My inexpert 2 cents.
Aleta
@Goku (aka Amerikan Baka): I think we’re in a situation where no one knows enough to tell someone else they are being too cautious. Your boss’ priorities and yours don’t align. Your reasoning seems good. (It’s similar to ours.) Lots of people are agonizing over decisions about exposure right now . We don’t have anywhere near enough info to decide w/o feeling conflict, and the decisions are very serious. If you do decide to quit, I bet you’ll be in a position to help others in another way. It also seems like the other members of your household have a right to say they’re worried about what your exposure could mean for them. Just my 2 cents after a day half-spent in agony myself.
Yutsano
@Ruckus: No matter what happens I won’t lose my income. If I shut the door I’ll still go in but no one will be allowed in the office except my co-worker and I. I can live with that until April 15th. If we get sent home because of a state wide shelter in place, the federal government will still pay me. I won’t even have to use my own leave in that situation. I would just feel…guilty.
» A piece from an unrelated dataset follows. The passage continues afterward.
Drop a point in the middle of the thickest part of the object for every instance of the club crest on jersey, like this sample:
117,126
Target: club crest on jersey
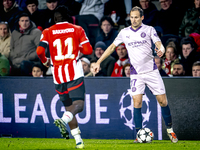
143,34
You’re making the right decision for you. I’m trying to wrap my head around if I’m doing the same thing.
Another Scott
@Ruckus and debbie:
It’s one of many proposals.
Warning – Politico (from 8:30 PM tonight):
Moscow Mitch is playing games, as usual.
Cheers,
Scott.
Aleta
https://twitter.com/StephenKing/status/1240010340240429061
bemused senior
@Goku (aka Amerikan Baka): I think you are doing the right thing. I am on the other side of your problem. I am suffering a recurrent cancer and undergoing immunotherapy. 71, with hypertension and type 2 diabetes. My daughters and husband are beside themselves about the need to rigidly follow the shelter in place rules. I agree with their opinions. Mostly I feel helpless. Your parents are lucky to have you and your care and concern. Hang in there.
Aleta
Mon Dieu
Ruckus
@Yutsano:
As our leadershit is doing so badly it really is all upon us to make the decisions for ourselves. I don’t feel guilty and I see no reason anyone else should either. This is in fact a life and death decision. Not a thing wrong with choosing the option that puts the ratio of life or death more in the favor of life.
Ruckus
@Another Scott:
Thanks and good.
Maxine has zero fucks left and has for some time. Heard her speak at the first woman’s march I was able to actually get to in LA. She swears as much as I do and I liked that. The crowd liked it. Pissed off Maxine is a sound and sight to behold. Not One Fuck Left.
WaterGirl
I just put up an Open Thread.
smintheus
@Goku (aka Amerikan Baka): Yes you should refuse to go to work, it’s life threatening. Your store should be requiring patrons to submit requests in advance and letting them pick those up at the curb. If they won’t do that, then the cashiers should force them to do so by staging a sick out.